As crazyjon said, you can’t beat the price, so I downloaded it, and I’ve been analyzing games in Houdini alongside analyses by Deep Fritz 8. One thing I’m noticing about Houdini is that it’s much less likely to concede an advantage to one player or the other: what Fritz calls an advantage or a slight advantage, Houdini will often call equal. Has anyone else noticed this? Is this a function of Houdini’s being more material and less positional than Fritz? Would people consider this a drawback, a benefit or just an artifact?
One other thing I’m noticing about Houdini: It’s fast. Houdini routinely scours 19 plies in the same time it takes Fritz to explore 13 or 14.
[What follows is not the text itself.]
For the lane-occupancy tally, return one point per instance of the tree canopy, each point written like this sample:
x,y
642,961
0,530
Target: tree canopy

Most of the high end chess engines have aggressive pruning. So its expected that Houdini would show more plies than Deep Fritz 8.
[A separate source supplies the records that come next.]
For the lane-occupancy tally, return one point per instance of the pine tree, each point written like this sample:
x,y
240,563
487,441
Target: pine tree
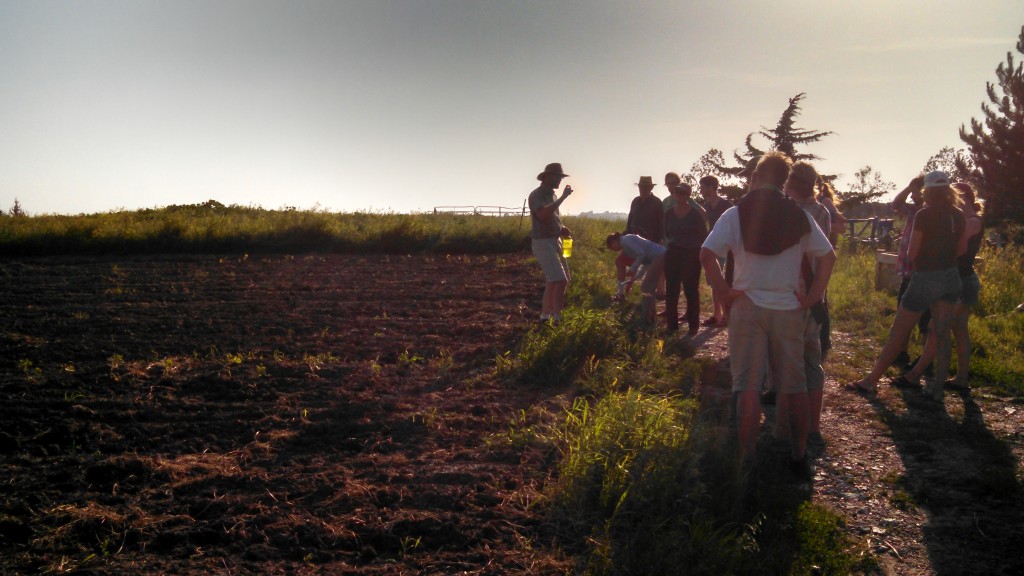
x,y
784,137
996,142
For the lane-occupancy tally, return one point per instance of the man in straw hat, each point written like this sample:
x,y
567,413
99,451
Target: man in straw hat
x,y
646,219
546,234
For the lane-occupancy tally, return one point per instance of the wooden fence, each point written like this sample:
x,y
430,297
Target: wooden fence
x,y
479,210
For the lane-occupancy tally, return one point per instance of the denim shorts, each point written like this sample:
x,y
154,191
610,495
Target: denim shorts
x,y
970,289
926,288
I suspect Deep Fritz 12 would also outpace Deep Fritz 8 on number of plies.
Its not that any of the engines can search faster than the computer will allow, but the aggressive pruning means for many of the lines, newer, high end chess engines will prune sub-optimal lines much faster than the older engines.
Thats partly why many people prefere to have different chess engines and opening books to play with.
The aggressive pruning means the engines play really well, but unlike humans, are a lot less creative in their decision making. So using different opening books, or different engines altogether allows for a greater range of lines.
-Aggressive pruning is also why most engines play tournaments with a smaller book designed just for engine to engine chess mathes/tournament. They don’t care so much about which opening moves they play, as long as its the strongest ones. They let the engines try and find a middlegame or an endgame advantage.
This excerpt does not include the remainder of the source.